Released under Apache 2.0 license as described in the file LICENSE.
Author: Leonardo de Moura
*/
#pragma once
#include <utility>
#include "util/rc.h"
#include "util/pair.h"
#include "util/splay_map.h"
#include "util/name_generator.h"
#include "kernel/expr.h"
#include "kernel/context.h"
#include "kernel/justification.h"
#include "kernel/replace_visitor.h"
namespace lean {
/**
\brief Metavar environment (cell).

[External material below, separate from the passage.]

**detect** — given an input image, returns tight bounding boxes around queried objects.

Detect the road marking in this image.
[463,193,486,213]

It is an auxiliary datastructure used for:
1- Creating metavariables.
2- Storing their types and the contexts where they were created.
3- Storing substitutions.
*/
class metavar_env_cell {
friend class metavar_env;
struct data {
optional<expr> m_subst; // substitution
optional<expr> m_type; // type of the metavariable
context m_context; // context where the metavariable was defined
justification m_justification; // justification for assigned metavariables.
data(optional<expr> const & t = none_expr(), context const & ctx = context()):m_type(t), m_context(ctx) {}
};
typedef splay_map<name, data, name_quick_cmp> name2data;
name_generator m_name_generator;
name2data m_metavar_data;
// If the following flag is true, then beta-reduction is automatically applied
// when we apply a substitution containing ?m <- fun (x : T), ...
// to an expression containing (?m a)
// The motivation is that higher order unification and matching produces a
// bunch of assignments of the form ?m <- fun (x : T), ...
bool m_beta_reduce_mv;
unsigned m_timestamp;
MK_LEAN_RC();
static bool has_metavar(expr const & e) { return ::lean::has_metavar(e); }
void dealloc() { delete this; }
void inc_timestamp();
public:
metavar_env_cell();
metavar_env_cell(name const & prefix);
metavar_env_cell(metavar_env_cell const & other);
bool beta_reduce_metavar_application() const { return m_beta_reduce_mv; }
void set_beta_reduce_metavar_application(bool f) { m_beta_reduce_mv = f; }
/**
\brief The timestamp is increased whenever this environment is
updated.
\remark The result is always greater than 0.
*/
unsigned get_timestamp() const { return m_timestamp; }
/**
\brief Create a new metavariable in the given context and with the given type.
*/
expr mk_metavar(context const & ctx = context(), optional<expr> const & type = none_expr());
/**
\brief Return the context where the given metavariable was created.
\pre is_metavar(m)
\pre !has_local_context(m)
*/
context get_context(expr const & m) const;
context get_context(name const & m) const;
unsigned get_context_size(expr const & m) const { return get_context(m).size(); }
unsigned get_context_size(name const & m) const { return get_context(m).size(); }
/**
\brief Return the type of the given metavariable.
\pre is_metavar(m)
\remark If \c m does not have a type associated with it, then a new
metavariable is created to represent the type of \c m.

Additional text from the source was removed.